Johnson appoints 11-member fire safety panel Cost of bringing buildings up to code a worry to some

March 08, 1998|By Dan Thanh Dang | Dan Thanh Dang,SUN STAFF

Annapolis Mayor Dean L. Johnson has appointed 11 people to the city's new Commission to Study Fire Safety in historic buildings, created after a five-alarm blaze destroyed a 98-year-old building on Main Street in December.

Harry Klasmeier, who was Anne Arundel County's fire administrator from 1964 to 1983, is to head the commission, joined by business, engineering and community representatives, including former Annapolis Mayor John T. Chambers.

The Dec. 9 fire, which left a gaping hole in the row of buildings near the top of Main Street, alerted city officials to the lack of fire safety devices and alarms in most historic buildings.

The commission's objective will be to study federal, state and city codes and regulations with an eye toward drafting legislation to make improvements.

Johnson said he was "very pleased with all those who expressed the willingness to serve on this important commission and was particularly delighted that Chief Klasmeier would take on the additional responsibilities as chair."

The members of the commission will be introduced at a meeting before the city council tomorrow.

The others named to the commission are Joan Abel, Geoffrey Bridges, Paul T. Elder, Douglas Meekins, Joseph R. Reynolds, Stephen H. Rogers, Jay Schwartz, Anthony Spencer and Ann M. Widner.

The Annapolis fire code is based on the BOCA National Fire Prevention Code and Life Safety Code, which require smoke detectors in all dwellings and a higher level of fire protection in most new commercial buildings. This usually means adding smoke detectors, alarms or sprinklers.

But the code does not apply to old commercial buildings unless they are altered, remodeled or renovated; the use changes from residential to commercial, or a new business moves in; they contain hazards "inimical to the public welfare and safety."

While the formation of the commission has been applauded, many in the business community are worried about the cost of bringing historic buildings up to code.

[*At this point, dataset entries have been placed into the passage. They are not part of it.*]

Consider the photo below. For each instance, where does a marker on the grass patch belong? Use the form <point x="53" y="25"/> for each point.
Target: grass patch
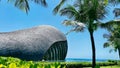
<point x="9" y="62"/>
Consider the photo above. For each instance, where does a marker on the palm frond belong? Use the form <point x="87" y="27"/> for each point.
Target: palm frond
<point x="116" y="12"/>
<point x="23" y="5"/>
<point x="106" y="45"/>
<point x="56" y="9"/>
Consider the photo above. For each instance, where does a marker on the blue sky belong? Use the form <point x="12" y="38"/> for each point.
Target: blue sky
<point x="79" y="45"/>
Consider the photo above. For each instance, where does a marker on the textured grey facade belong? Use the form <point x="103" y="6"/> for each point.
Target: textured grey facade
<point x="37" y="43"/>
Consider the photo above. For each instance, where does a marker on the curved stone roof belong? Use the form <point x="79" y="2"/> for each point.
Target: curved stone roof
<point x="32" y="42"/>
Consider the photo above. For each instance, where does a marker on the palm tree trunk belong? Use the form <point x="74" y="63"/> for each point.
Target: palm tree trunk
<point x="93" y="50"/>
<point x="119" y="52"/>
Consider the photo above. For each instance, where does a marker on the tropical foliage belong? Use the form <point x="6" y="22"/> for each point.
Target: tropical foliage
<point x="10" y="62"/>
<point x="113" y="38"/>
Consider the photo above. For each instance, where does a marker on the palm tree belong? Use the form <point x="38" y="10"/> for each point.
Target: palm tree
<point x="24" y="4"/>
<point x="113" y="38"/>
<point x="88" y="12"/>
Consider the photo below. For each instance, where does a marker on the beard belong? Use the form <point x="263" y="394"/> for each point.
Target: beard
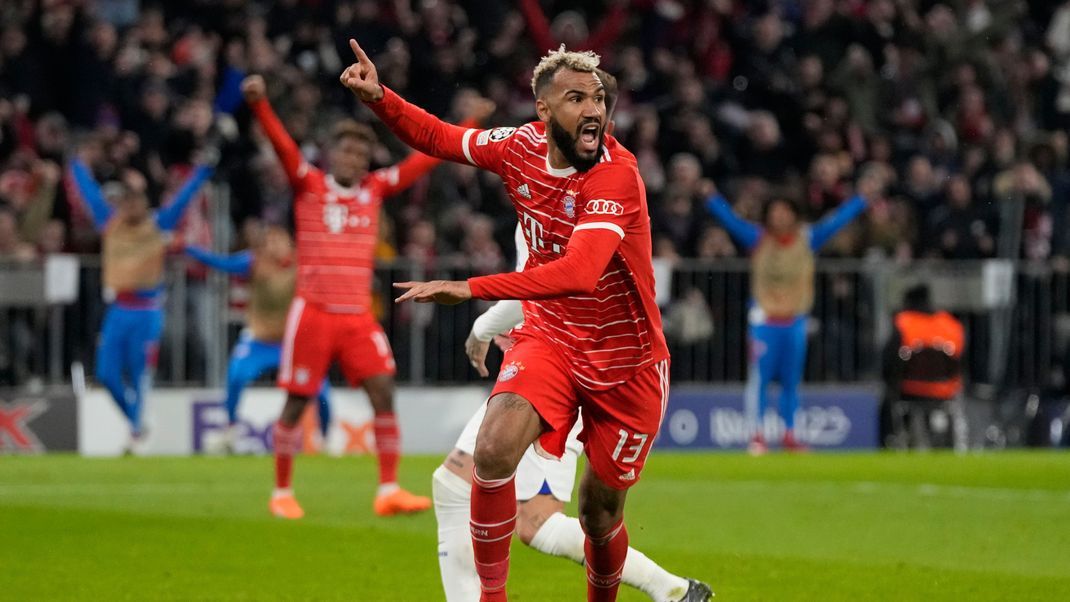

They have urged the council to study the issue carefully because it involves building codes, historic preservation techniques and fire safety technology.

"I think it all needs to be checked out because they are vulnerable to fire," Chambers said. "We have to do everything we can to safeguard those buildings. That historic district is a vital resource of the city because people come from all over to visit some of those old buildings."

In other city matters, James T. Chase resigned last week after 12 years of direction the Department of Parking and Transportation. His last day is June 30.

Chase doubled the size of the department and brought the number of transit buses from eight to 20. He helped open Gotts Court Garage, improved off-street parking, helped regulate taxi service in the city and opened the new Transportation Facility on Chinquapin Round Road.

The mayor also credited Chase with merging the duties of the parking fines and enforcement section into the transportation department, helping bus ridership grow and extending the office's hours of operation.

"James Chase is one of the pioneers who started public transit in the Annapolis area back in the late 1970s," Johnson said. "He helped build the rural community bus line into today's much more sophisticated city transit system.

"Mr. Chase has given us the platform from which we will expand transit in this region and carry service to even higher levels," Johnson said.